The New York Times - September 30, 1986
Sexual relations between men and women appear to play an important role in the transmission of AIDS in Africa and Haiti, but most cases in the United States are attributed to homosexual activity or sharing of contaminated syringes by drug abusers.
Recent research, including two studies presented at a conference here Monday, demonstrates that acquired immune deficiency syndrome is spreading through heterosexual contact in the United States.
However, Dr. Harold Jaffe of the Centers for Disease Control in Atlanta said, "At the present time in this country, it does not appear to be a major route of transmission."
Dr. Brian R. Saltzman of Montefiore Medical Center in New York studied sexual partners of AIDS-infected intravenous drug abusers. None of the partners were drug users. Although some researchers have speculated that the AIDS virus spreads more easily from men to women than from women to men, Dr. Saltzman's research did not show this.
Six of the 12 men studied eventually became infected with the AIDS virus, as did 32 of 76 women. Dr. Saltzman attributed all of the infections to heterosexual transmission of the virus.
"In this small sample," he said, "there were was no difference in the rate of infection from men to women compared to women to men."
In a separate report, Dr. Thomas A. Peterman of the C.D.C. studied husbands and wives of people who got AIDS infections from receiving tainted blood in transfusions.
Twenty husbands and 50 wives were sexually active with the infected spouse. One of the husbands and eight of the wives have become infected.
Dr. Peterman estimated that the risk of catching the AIDS virus through a single heterosexual encounter with an infected person was one-tenth of 1 percent for a woman and five-hundredths of 1 percent for a man.
The centers estimate that 4 percent of the nearly 26,000 AIDS cases reported in the United States were acquired through heterosexual contact.
The two latest studies were presented at the Interscience Conference on Antimicrobial Agents and Chemotherapy, sponsored by the American Society for Microbiology.
These were other research findings presented at the conference:
* In a study of 20 high-priced New York prostitutes, Dr.
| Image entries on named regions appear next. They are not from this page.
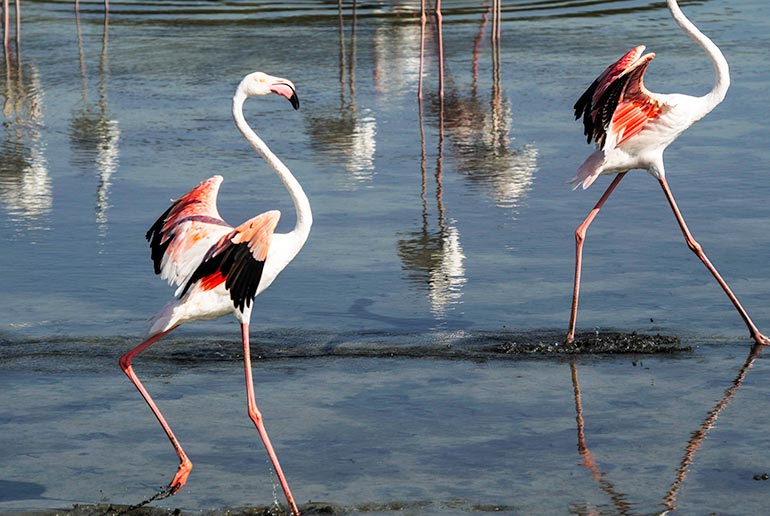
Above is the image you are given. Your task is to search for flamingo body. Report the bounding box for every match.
[565,0,770,344]
[146,176,284,335]
[120,72,304,516]
[570,41,721,189]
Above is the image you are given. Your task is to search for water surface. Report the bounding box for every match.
[0,0,770,513]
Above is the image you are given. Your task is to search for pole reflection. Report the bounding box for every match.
[398,87,467,319]
[570,344,763,515]
[70,9,120,238]
[305,0,377,189]
[0,22,53,232]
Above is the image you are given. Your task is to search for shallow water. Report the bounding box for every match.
[0,0,770,513]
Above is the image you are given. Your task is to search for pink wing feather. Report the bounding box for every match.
[575,45,662,151]
[146,176,232,292]
[181,210,281,310]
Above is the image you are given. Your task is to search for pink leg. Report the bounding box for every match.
[241,323,299,516]
[659,178,770,345]
[564,172,626,344]
[120,328,192,495]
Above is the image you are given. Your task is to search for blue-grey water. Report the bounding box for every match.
[0,0,770,514]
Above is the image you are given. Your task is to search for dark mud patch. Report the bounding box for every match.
[0,329,692,372]
[474,332,692,355]
[9,500,515,516]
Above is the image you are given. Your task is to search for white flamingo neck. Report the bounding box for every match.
[233,92,313,250]
[666,0,730,116]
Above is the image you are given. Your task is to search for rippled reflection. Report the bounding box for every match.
[0,41,53,230]
[432,4,538,209]
[70,10,120,240]
[570,344,763,514]
[306,0,377,188]
[398,100,467,319]
[663,344,763,511]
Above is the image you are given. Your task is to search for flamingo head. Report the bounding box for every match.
[240,72,299,109]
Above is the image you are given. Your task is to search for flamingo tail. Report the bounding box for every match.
[568,149,605,190]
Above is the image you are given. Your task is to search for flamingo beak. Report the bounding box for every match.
[270,81,299,109]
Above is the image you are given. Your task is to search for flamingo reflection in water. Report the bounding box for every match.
[570,344,764,515]
[70,5,120,238]
[0,18,53,231]
[305,0,377,190]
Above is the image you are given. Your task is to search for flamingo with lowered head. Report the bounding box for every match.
[565,0,770,344]
[120,72,306,515]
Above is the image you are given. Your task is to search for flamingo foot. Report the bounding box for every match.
[167,459,192,495]
[751,332,770,346]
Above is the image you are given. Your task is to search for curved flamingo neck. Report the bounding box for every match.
[666,0,730,116]
[233,87,313,252]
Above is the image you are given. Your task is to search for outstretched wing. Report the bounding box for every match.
[575,45,662,151]
[146,176,232,292]
[181,210,281,311]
Mindell Seidlin of New York University Medical Center found that only one was infected with the AIDS virus, and she was a needle drug abuser. Although the number sampled is small, it might mean that AIDS virus transmission is still uncommon among promiscuous heterosexuals.
* Dr. Warren D. Johnson of Cornell reported that pregnant women in Haiti who were infected with the AIDS virus had three times the usual risk of losing the fetuses through miscarriages.
* Dr. Jaffe, reporting on a long-running study of homosexual men in San Francisco, said the rate of new AIDS infections there was dropping but the number of AIDS cases continued to rise.
In addition, Dr. Kenneth Castro of the C.D.C. updated findings on an outbreak of AIDS in Belle Glade, Fla., where there have been 62 cases among 16,000 people. He said that intravenous drug abuse and heterosexual contact were largely to blame.